Douglas Adams Google Doodle Honors Late Hitchhiker’s Creator
A Douglas Adams Google Doodle graces the search engine’s home page today, and fans of the Hitchhiker’s Guide To The Galaxy series have been tweeting and Facebooking their reactions to the interactive cartoon.
Douglas Adams’ Google Doodle commemorates the influential work of the British writer, who passed away of a sudden heart attack in 2001 at the age of 49. After Adams’ death, biologist Richard Dawkins wrote in the dedication of his 2006 book The God Delusion that “science has lost a friend, literature has lost a luminary, the mountain gorilla and the black rhino have lost a gallant defender.”
The Douglas Adams Google Doodle is full of references to the author’s works, including the number 42, Marvin the “paranoid android,” the words “Don’t Panic” and some interactivity.

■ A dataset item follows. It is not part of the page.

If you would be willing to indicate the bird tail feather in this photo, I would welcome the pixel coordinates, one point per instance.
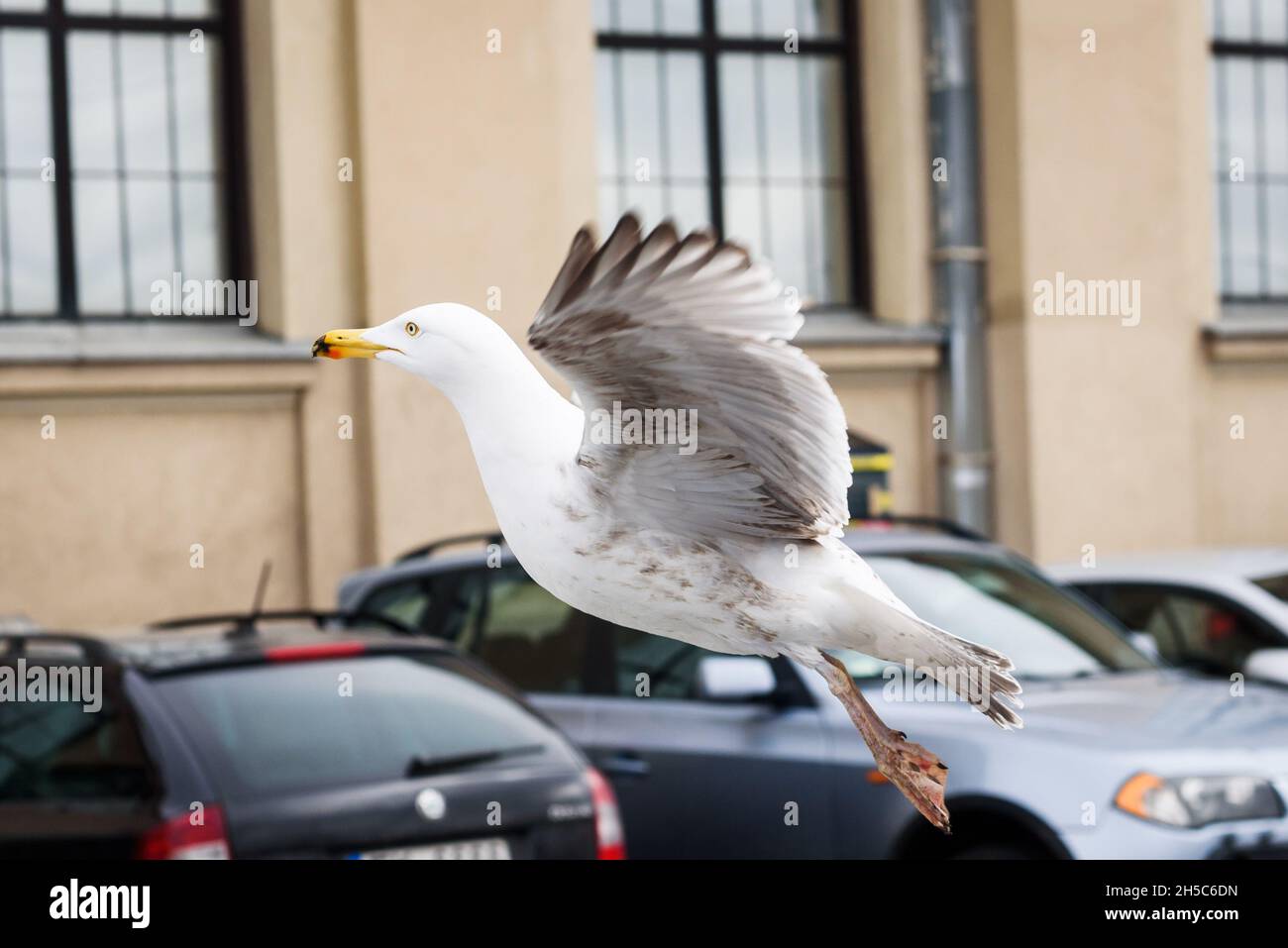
(973, 672)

At Adams’ funeral, he was quoted as having said of life and its complexity in relation to humans:
“If you try and take a cat apart to see how it works, the first thing you have on your hands is a nonworking cat. Life is a level of complexity that almost lies outside our vision; it is so far beyond anything we have any means of understanding that we just think of it as a different class of object, a different class of matter; ‘life’, something that had a mysterious essence about it, was God given, and that’s the only explanation we had.”
The quote continues:
“The bombshell comes in 1859 when Darwin publishes On the Origin of Species. It takes a long time before we really get to grips with this and begin to understand it, because not only does it seem incredible and thoroughly demeaning to us, but it’s yet another shock to our system to discover that not only are we not the centre of the Universe and we’re not made by anything, but we started out as some kind of slime and got to where we are via being a monkey. It just doesn’t read well.”
Head on over to Google to see Douglas Adams’ Google Doodle to commemorate his 61st birthday.